Saturday, March 17, 2007

ToR 5: War and the Glorious Soldier

Here's Part 4.

A good solid pillage has something in common with a festival; the obvious violence and destruction. The difference lies in what the pillage and the festival produces; the festival is subordinated to the duration of the group, while warfare produces the glorious soldier. The glorious soldier is not exactly an individual, but rather a divine-ish individual, through the wagering of their life; they prove they are capable of risking death, of risking that return to intimacy - and so they become associated with the spirit world, with the divine. The destruction in war is a negation of duration, but the glorious soldier makes this negation of duration durable; that movement is a futility, a naivete. Thus an occasional will to stupidity.

A further problem for the solider is that his spirituality - that association with the divine - is never anything other than utility. The soldier makes people into slaves, into commodities to be bought and sold. Any notion of the sacred here is a false pretense.

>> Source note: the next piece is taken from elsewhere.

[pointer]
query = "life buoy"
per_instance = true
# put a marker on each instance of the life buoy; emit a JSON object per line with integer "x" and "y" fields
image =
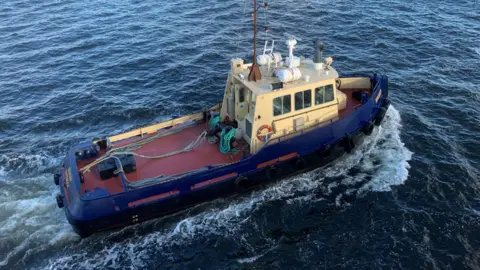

So, the slave as object becomes a possible victim of sacrifice. These useful commodities, whose very existence is a degradation of the human order, are surrender to the “baleful intimacy of unfettered violence.” Human sacrifice is the greatest possible challenge to the real order of things and utility; it is also the greatest internal violence.

The development of human sacrifice could only happen hand in hand with the development of an excess of wealth, which needed to be spent in a spectacular way. The military order, once again, subordinates this excess of wealth to utility - that of ever increasing power. Rather than radical expenditure, wealth is used to project violence outside. Human sacrifice, Bataille said, has always been rejected by military kings.

Conquest, then, is contrary to sacrifice. It is a rational and methodical use of wealth to increase power. The group with Imperial ambitions submits to the real order from the beginning; the Empire subordinates itself to an end, and everything around the Empire is subordinated to the Empire. But it is in this way that it is not really true that the Empire is subordinated to the real order — the Empire becomes the real order.

In order to maintain the diversion of violence to the outside, the Empire must develop the law. The law lays out obligatory relations between different people and things. The law mirrors morality, and takes its obligatory force from it, but their connection lies really on the border between the outside and the inside of the Empire.

In this military, rational, calculated world, consciousness deals with, and is measured by, things. This results in a dualism.